If your site is missing its favicon, or shows the right one everywhere except Safari, this is your fix.
The nine files you actually need
A modern favicon is not one file. It's a small kit. Here's the minimum that covers every browser, every OS, and PWA installs:
• favicon.ico — a 16×16 + 32×32 multi-size ICO for legacy browsers. • icon-192.png and icon-512.png — the standard PWA sizes for Android and Windows install prompts. • apple-touch-icon.png at 180×180 — required for iOS home screen icons. • A single SVG version — modern browsers prefer it for razor-sharp rendering. • A web manifest listing all the PNGs so the browser knows which to use where.
The Bluebird Favicon Generator builds all of these from one source image and gives you the exact <link> tags to paste into your <head>.

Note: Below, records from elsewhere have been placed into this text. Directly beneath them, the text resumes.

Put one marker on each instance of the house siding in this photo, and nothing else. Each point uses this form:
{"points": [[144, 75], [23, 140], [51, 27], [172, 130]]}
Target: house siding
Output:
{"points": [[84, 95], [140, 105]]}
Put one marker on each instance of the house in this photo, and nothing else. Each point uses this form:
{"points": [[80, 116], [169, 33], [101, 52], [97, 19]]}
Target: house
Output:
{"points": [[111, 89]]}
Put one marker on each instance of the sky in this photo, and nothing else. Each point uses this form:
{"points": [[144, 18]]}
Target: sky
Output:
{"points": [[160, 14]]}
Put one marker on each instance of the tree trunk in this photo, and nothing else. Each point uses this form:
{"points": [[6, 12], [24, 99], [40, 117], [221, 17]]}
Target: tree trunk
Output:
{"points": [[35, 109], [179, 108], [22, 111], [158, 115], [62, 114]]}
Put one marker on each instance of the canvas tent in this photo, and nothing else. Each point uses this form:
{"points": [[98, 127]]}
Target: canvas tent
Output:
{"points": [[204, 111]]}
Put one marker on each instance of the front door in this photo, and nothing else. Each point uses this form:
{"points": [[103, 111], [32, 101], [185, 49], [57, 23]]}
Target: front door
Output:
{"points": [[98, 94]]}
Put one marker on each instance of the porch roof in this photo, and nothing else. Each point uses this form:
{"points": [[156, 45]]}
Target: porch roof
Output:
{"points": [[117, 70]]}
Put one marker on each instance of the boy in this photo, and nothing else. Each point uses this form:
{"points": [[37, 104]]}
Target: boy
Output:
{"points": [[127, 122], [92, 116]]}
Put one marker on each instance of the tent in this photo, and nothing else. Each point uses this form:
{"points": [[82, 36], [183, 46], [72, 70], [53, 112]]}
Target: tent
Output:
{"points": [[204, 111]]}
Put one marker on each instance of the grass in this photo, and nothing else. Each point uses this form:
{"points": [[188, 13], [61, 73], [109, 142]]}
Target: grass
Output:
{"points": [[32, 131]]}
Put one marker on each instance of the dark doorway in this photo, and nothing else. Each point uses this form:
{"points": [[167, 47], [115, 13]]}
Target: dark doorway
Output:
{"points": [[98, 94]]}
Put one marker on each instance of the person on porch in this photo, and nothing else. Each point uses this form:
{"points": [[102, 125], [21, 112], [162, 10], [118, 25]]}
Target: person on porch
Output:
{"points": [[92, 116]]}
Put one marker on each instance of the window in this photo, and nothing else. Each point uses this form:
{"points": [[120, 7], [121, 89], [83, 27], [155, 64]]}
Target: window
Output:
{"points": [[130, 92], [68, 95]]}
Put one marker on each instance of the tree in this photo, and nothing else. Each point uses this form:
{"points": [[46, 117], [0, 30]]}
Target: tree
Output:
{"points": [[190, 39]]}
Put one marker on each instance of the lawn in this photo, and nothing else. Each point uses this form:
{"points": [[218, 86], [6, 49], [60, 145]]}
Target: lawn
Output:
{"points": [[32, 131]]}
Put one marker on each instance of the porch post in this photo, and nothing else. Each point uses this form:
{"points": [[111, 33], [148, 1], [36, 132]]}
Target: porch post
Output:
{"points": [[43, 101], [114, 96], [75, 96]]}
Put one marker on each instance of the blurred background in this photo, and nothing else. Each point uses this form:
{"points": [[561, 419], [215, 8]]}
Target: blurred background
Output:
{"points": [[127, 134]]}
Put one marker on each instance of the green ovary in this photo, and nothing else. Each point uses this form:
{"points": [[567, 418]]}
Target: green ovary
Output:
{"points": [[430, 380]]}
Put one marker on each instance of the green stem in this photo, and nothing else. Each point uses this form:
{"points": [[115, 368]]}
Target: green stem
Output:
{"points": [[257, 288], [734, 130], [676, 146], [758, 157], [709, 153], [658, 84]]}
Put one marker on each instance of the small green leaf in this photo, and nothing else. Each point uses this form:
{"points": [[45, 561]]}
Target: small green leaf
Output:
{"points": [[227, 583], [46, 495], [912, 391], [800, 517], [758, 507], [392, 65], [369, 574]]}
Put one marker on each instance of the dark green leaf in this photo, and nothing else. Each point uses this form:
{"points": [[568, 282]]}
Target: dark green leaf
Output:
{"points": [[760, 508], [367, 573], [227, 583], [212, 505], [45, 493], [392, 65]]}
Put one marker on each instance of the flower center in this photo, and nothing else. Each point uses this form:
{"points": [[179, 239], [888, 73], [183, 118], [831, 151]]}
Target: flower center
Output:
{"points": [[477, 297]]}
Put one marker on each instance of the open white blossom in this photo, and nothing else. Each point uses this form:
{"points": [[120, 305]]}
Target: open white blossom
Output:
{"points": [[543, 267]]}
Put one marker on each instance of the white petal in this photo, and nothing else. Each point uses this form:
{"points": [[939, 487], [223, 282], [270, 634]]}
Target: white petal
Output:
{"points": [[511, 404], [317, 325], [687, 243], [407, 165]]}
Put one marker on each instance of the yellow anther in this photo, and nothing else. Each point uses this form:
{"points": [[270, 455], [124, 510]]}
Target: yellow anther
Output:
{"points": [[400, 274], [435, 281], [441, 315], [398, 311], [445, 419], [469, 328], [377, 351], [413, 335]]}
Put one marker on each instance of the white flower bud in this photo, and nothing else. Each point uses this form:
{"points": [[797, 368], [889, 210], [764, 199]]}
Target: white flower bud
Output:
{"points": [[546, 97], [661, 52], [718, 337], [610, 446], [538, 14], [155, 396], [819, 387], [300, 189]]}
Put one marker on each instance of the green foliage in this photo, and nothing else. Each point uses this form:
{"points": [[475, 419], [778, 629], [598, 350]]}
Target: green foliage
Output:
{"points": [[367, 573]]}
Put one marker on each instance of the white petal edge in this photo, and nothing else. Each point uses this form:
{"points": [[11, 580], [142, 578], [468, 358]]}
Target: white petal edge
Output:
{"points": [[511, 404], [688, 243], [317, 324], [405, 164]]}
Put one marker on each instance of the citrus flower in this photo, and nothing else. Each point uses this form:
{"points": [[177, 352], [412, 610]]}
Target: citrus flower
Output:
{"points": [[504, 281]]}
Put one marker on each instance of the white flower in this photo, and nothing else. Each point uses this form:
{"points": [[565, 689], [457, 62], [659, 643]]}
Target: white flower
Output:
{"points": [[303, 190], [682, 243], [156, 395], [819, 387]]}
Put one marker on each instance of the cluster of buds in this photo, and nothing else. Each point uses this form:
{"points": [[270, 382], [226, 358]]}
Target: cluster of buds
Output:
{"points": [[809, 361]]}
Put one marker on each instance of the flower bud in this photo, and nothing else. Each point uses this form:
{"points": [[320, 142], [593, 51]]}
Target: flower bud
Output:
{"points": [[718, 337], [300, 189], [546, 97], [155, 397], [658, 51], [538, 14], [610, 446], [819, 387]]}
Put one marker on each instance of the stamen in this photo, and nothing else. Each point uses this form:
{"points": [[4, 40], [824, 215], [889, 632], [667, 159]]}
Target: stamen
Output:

Why the icon at the top of this article is intentionally simple
The number one reason a favicon disappears isn't a broken tag — it's that the design is too detailed. A 16×16 canvas is 256 pixels total. That's less than the average emoji. Any text smaller than about 8pt turns to soup, any thin line gets swallowed by anti-aliasing, and any three-colour gradient just looks muddy.
The favicons that survive downscaling all follow the same rules: one bold shape, one or two colours, high contrast against both light and dark browser chrome. Think Twitter's bird, GitHub's cat, Slack's hashtag. Bluebird's bird. None of them have text.
Why yours might not be showing up
Four things go wrong more than everything else combined:
1. The browser cached the old one. Hard-refresh (Cmd/Ctrl+Shift+R), or add a version query: <link rel="icon" href="/favicon.ico?v=2">.
2. The path is wrong. Favicons must resolve at the URL you list. Open the URL directly in a new tab to check — you should see the image, not a 404 page.
3. Safari wants a specifically named apple-touch-icon.png at the site root. Even without a <link> tag, Safari will look for /apple-touch-icon.png. Put one there and stop debugging.
4. Your PWA manifest links to the wrong image sizes. Chrome DevTools → Application → Manifest will tell you exactly which one it couldn't load.
The two-minute checklist
1. Open the Favicon Generator, drop your logo or a 512×512 export from Figma.
2. Download the ZIP. It contains every file listed above, plus a manifest.
3. Drop the ZIP contents at the root of your site.
4. Paste the provided <link> tags into your site's <head>.
5. Hard-refresh, then open the tab in Safari, Firefox and Chrome to confirm. If one browser is missing the icon, the file it wants is in the ZIP — check the DevTools network tab to see which URL is 404-ing.